Now, add function specifications for rag_pipeline_func and get_current_weather to your tools list by following OpenAI’s tool schema. Provide detailed descriptions about rag_pipeline_func and query so that OpenAI can generate the adaquate arguments for this tool.

tools = [
    {
        "type": "function",
        "function": {
            "name": "rag_pipeline_func",
            "description": "Get information about where people live",
            "parameters": {
                "type": "object",
                "properties": {
                    "query": {
                        "type": "string",
                        "description": "The query to use in the search. Infer this from the user's message. It should be a question or a statement",
                    }
                },
                "required": ["query"],
            },
        },
    },
    {
        "type": "function",
        "function": {
            "name": "get_current_weather",
            "description": "Get the current weather",
            "parameters": {
                "type": "object",
                "properties": {
                    "location": {"type": "string", "description": "The city and state, e.g. San Francisco, CA"}
                },
                "required": ["location"],
            },
        },
    },
]

Running OpenAIChatGenerator with Tools

To use the function calling feature, you need to pass the list of tools in the run() method of OpenAIChatGenerator as generation_kwargs.

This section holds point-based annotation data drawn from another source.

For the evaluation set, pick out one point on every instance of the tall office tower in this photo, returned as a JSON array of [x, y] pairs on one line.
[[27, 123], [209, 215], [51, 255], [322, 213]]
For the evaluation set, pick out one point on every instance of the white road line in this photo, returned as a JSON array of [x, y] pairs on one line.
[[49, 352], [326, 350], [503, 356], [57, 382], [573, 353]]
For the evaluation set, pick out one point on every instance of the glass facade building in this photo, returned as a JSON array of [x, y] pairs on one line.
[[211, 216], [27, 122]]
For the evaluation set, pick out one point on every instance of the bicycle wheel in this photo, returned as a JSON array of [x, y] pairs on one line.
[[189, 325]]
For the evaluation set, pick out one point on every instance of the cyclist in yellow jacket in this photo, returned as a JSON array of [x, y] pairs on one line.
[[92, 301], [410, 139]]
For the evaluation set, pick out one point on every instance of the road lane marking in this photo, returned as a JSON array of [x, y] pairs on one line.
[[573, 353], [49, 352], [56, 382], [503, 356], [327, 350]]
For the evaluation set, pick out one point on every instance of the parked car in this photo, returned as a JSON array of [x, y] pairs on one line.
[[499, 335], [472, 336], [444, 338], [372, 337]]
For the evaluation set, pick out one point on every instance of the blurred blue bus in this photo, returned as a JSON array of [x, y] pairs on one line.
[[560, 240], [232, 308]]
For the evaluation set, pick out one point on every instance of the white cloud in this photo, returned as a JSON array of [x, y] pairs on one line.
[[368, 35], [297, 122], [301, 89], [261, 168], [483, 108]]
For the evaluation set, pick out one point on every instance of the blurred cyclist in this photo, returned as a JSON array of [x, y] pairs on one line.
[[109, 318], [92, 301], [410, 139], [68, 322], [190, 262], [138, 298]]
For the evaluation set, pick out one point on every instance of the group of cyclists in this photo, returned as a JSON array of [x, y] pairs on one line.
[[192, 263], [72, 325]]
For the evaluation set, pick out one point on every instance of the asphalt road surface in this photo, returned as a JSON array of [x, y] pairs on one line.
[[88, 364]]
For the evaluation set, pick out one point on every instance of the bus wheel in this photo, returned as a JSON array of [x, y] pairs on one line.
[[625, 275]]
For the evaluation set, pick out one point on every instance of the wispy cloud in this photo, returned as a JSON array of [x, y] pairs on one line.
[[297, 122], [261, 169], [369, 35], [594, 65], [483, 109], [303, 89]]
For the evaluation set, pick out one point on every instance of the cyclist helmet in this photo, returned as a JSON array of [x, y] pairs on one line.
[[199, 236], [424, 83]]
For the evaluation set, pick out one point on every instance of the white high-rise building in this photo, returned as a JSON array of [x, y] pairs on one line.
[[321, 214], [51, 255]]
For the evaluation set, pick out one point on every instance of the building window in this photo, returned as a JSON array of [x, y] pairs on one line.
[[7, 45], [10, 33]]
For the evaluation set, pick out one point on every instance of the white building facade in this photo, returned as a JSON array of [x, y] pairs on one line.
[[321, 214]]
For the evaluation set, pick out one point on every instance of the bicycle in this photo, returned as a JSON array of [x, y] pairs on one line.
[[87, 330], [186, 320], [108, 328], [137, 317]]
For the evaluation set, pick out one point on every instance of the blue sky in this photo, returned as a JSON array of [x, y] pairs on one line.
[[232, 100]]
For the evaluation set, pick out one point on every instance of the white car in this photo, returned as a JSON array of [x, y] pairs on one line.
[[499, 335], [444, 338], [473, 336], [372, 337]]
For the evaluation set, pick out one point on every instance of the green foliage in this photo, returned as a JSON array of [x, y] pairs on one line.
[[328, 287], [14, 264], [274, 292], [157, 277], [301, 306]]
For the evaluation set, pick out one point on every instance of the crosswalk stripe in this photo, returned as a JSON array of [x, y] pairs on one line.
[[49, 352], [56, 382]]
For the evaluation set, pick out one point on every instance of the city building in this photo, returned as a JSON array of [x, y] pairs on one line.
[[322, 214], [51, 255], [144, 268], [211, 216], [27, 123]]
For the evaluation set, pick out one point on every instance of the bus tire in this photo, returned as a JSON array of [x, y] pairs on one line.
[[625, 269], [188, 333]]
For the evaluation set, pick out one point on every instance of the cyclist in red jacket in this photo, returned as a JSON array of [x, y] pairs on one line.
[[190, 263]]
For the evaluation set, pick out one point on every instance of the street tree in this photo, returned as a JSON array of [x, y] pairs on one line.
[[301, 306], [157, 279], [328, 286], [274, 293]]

Instruct the model to use provided tools with a system message and then provide a query that requires a function call as a user message:

from haystack.dataclasses import ChatMessage
from haystack.components.generators.chat import OpenAIChatGenerator
from haystack.components.generators.utils import print_streaming_chunk

messages = [
    ChatMessage.from_system(
        "Don't make assumptions about what values to plug into functions. Ask for clarification if a user request is ambiguous."
    ),
    ChatMessage.from_user("Can you tell me where Mark lives?"),
]

chat_generator = OpenAIChatGenerator(model="gpt-4o-mini", streaming_callback=print_streaming_chunk)
response = chat_generator.run(messages=messages, generation_kwargs={"tools": tools})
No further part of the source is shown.